Academic work, as many people are aware, has certain affordances (relative autonomy with time, an emphasis on self-directed tasks, lifelong learning, pretty generous annual leave) and constraints (heavy workloads that are often erratic, high preparation time to event time ratios, activities that demand switch-tasking when, in Daniel Kahneman’s words “slow thinking” is needed).
However, of all the joys and concerns, probably the most common phrase is “I don’t have enough time”. It’s a fair statement. We could all do with more time, but time-travelling devices have yet to be invented, and most of us on the planet are stuck with a linear model, in which most events run cyclically: hours, days, weeks, months. The sun rises, the sun sets, the moon has its phases.

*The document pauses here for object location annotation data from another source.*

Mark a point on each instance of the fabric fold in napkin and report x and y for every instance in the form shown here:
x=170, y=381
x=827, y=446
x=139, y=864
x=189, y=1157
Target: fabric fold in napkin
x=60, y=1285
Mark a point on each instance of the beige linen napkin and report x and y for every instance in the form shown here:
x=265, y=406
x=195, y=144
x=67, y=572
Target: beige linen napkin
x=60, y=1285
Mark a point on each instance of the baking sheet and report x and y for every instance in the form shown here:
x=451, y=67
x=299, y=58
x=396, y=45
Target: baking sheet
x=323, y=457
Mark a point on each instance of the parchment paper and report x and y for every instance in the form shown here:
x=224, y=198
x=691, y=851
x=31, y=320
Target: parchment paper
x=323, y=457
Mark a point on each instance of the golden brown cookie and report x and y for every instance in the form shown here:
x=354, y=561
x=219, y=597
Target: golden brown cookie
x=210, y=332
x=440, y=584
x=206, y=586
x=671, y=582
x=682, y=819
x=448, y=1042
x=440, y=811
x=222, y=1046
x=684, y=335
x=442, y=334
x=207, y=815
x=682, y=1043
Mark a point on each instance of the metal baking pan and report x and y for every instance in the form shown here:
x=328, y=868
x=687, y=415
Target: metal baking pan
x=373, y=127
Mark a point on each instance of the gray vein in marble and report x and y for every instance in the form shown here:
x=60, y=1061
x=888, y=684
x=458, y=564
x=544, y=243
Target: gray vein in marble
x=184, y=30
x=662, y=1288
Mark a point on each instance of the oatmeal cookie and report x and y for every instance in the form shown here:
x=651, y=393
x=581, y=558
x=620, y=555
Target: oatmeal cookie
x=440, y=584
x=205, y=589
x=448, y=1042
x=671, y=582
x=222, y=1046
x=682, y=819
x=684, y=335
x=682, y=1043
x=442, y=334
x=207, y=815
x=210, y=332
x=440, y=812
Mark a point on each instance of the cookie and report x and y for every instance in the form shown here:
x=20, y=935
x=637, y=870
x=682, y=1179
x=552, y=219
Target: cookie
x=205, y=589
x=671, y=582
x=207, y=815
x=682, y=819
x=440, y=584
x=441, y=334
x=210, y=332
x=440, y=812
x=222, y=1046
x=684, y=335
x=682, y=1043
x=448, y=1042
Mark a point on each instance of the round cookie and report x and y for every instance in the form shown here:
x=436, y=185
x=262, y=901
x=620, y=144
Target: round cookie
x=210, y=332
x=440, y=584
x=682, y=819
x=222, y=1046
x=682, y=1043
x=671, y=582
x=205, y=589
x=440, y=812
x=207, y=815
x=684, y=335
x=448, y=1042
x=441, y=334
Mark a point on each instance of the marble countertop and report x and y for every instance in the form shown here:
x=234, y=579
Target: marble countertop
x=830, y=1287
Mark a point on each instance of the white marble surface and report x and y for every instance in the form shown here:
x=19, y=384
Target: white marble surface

So what to do with the time we have? I now have two rules:
First of all, focus on the important stuff. We spend time on urgent tasks a lot (or things that seem urgent), but often run out of time to do the important ones. Clear time in your schedule each day to work on that conference paper proposal, make notes on that article you’ve been meaning to read, write in your journal, exercise, you can even spend time planning your time! One way of focusing is to use the Pomodoro Method – there are plenty of apps for your PC/Mac or phone that have a 25-minute timer, followed by 5-minute breaks.
How do you avoid interruption, I hear you ask? Find the button or setting on your desk telephone or mobile that says “do not disturb”. Turn it on. Shut your door (if you can) and/or put your headphones in. Turn off e-mail on your computer. If possible, tell people this is your quiet work time, or put a polite note on the door.
Secondly, do it daily. I’m terrible for procrastinating on a range of things, but mainly in the important category. I also hate a full inbox. The simplest solution, suggested by Gretchen Rubin, is to schedule and perform daily tasks, essentially as a means of building an architecture of habits. If possible, set a specific time to get your e-mails done everyday – do not postpone replies if you can help it. I do this everyday, and if I can’t reply then and there, it goes on my task list. Going on holiday? Block out at least a day to deal with the messages when you return.
For me, the daily principle is about the only way I discipline myself and maintain momentum, not just for the things I don’t like doing, but for the things that I do! I actually quite like meditation, but it is very easy to drop it if I feel too busy or too tired.
So, there you have it: deal with the important stuff, and do it daily. Priorities and habits are key ways of getting things done. Try it out and see how much diem you can carpe!